How this skill works
The skill loads acceptance criteria and builds an evaluation checklist across completeness, quality, and functionality indicators. For each indicator it gathers evidence (code presence, tests, static analysis, coverage, benchmarks, or manual review), compares measurements to thresholds, and records PASS/FAIL with supporting proof. A binary overall verdict is computed: any failed indicator yields FAIL; all indicators passing yields PASS. The result includes prioritized feedback, assigned agents for rework, and iteration guidance.
When to use it
- Final verification before marking a task complete
- Automated gate in CI pipelines or workflow orchestrators
- Peer-review step to produce evidence-backed feedback
- Decision point after an implementation or delivery
- Quality checks when acceptance criteria are supplied or default standards apply
Best practices
- Require explicit acceptance criteria where possible; fall back to default indicators only when none are provided
- Collect concrete, reproducible evidence for every indicator (test output, linter logs, coverage report, benchmarks, or review notes)

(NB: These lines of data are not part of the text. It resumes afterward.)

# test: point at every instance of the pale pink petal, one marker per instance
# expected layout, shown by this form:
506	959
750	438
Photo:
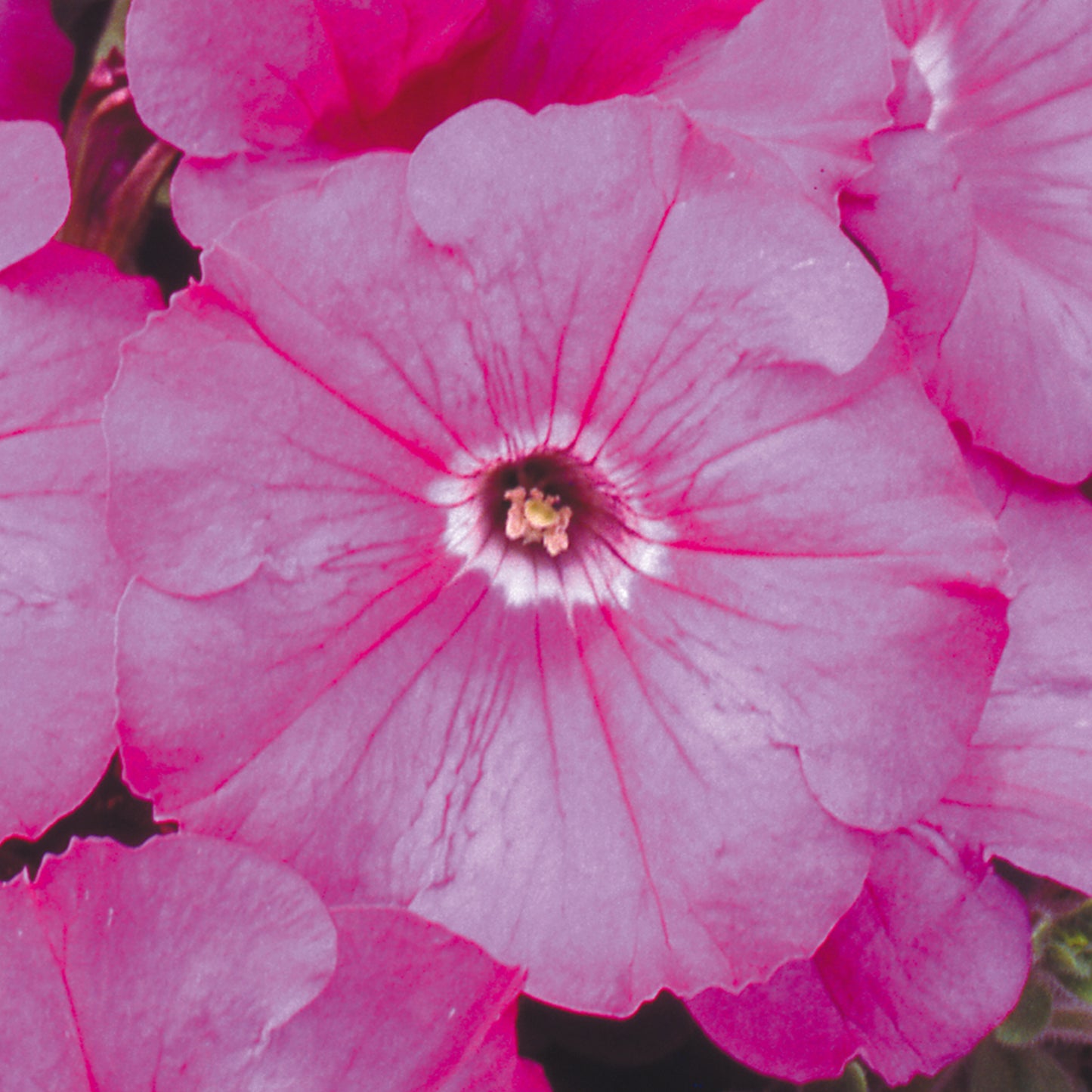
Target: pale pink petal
320	660
63	312
1011	102
915	181
209	196
584	51
411	1008
787	79
35	63
932	957
790	287
829	596
34	190
1025	793
581	871
163	967
255	76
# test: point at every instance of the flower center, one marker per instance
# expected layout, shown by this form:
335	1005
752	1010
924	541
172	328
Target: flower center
551	525
534	519
549	500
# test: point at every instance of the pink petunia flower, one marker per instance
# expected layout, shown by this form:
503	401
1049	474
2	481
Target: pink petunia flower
1025	793
930	957
196	964
651	753
264	98
35	63
979	214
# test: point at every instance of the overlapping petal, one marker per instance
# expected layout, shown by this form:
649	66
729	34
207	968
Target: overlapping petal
255	76
411	1008
787	79
586	772
932	956
166	967
269	131
1010	351
63	312
193	964
35	63
1025	790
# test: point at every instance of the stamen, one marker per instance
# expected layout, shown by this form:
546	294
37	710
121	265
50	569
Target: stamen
533	518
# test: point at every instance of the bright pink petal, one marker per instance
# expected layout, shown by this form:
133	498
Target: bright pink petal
63	312
35	63
1027	790
314	660
787	80
930	957
164	967
411	1008
584	51
34	190
39	1041
1011	104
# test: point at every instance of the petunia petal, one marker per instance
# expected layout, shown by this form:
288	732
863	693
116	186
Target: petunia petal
34	189
930	957
785	79
1011	331
169	967
253	76
63	312
316	663
411	1008
1025	789
35	63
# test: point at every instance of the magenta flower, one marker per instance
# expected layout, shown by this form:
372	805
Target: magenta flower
930	957
35	63
1025	793
196	964
979	213
769	630
274	93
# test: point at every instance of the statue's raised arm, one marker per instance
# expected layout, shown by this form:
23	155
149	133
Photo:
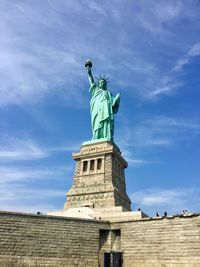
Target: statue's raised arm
103	106
88	65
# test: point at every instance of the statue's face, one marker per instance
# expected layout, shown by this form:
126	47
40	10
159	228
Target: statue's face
102	84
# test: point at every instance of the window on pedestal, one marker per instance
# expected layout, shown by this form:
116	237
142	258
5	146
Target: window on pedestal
99	164
92	165
84	166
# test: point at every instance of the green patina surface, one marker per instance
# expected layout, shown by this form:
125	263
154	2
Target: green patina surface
103	106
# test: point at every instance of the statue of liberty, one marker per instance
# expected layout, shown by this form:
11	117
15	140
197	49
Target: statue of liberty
103	106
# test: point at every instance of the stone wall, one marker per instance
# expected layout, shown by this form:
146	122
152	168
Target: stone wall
36	240
161	242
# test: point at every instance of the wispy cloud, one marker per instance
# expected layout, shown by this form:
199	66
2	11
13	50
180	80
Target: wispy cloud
186	59
43	47
156	133
171	200
171	81
17	149
26	149
23	174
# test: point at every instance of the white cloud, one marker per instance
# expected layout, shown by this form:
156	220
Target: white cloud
26	149
155	134
22	174
16	149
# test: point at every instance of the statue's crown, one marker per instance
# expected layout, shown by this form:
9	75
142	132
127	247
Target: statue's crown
102	78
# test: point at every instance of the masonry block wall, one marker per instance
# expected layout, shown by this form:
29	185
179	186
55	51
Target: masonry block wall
31	240
162	242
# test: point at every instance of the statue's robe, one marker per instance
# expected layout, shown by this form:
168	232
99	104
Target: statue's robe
102	108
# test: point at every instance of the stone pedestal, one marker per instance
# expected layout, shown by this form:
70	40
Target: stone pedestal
99	180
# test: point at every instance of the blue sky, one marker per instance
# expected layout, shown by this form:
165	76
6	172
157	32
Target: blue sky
150	50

- Provide prioritized, specific, and actionable remediation items with assigned agents
- Keep the verdict binary: avoid conditional pass states to reduce ambiguity
- Track iteration counts and escalate to the user after the configured maximum iterations
Example use cases
- Automated evaluation of a pull request against project standards and acceptance tests
- Post-delivery check that all documentation, tests, and error handling are present
- Gatekeeper in a release pipeline deciding whether to proceed to deployment
- Quality reviewer issuing prioritized defects and assigning responsible agents for rework
- Iteration management when multiple fix cycles are allowed before escalation
FAQ
Evidence can be file/function existence, test run results, static analysis output, coverage metrics, performance benchmarks, or manual verification notes.
How is the overall verdict determined?
The verdict is binary: if every completeness, quality, and functionality indicator passes, overall = PASS; any single indicator failing yields overall = FAIL.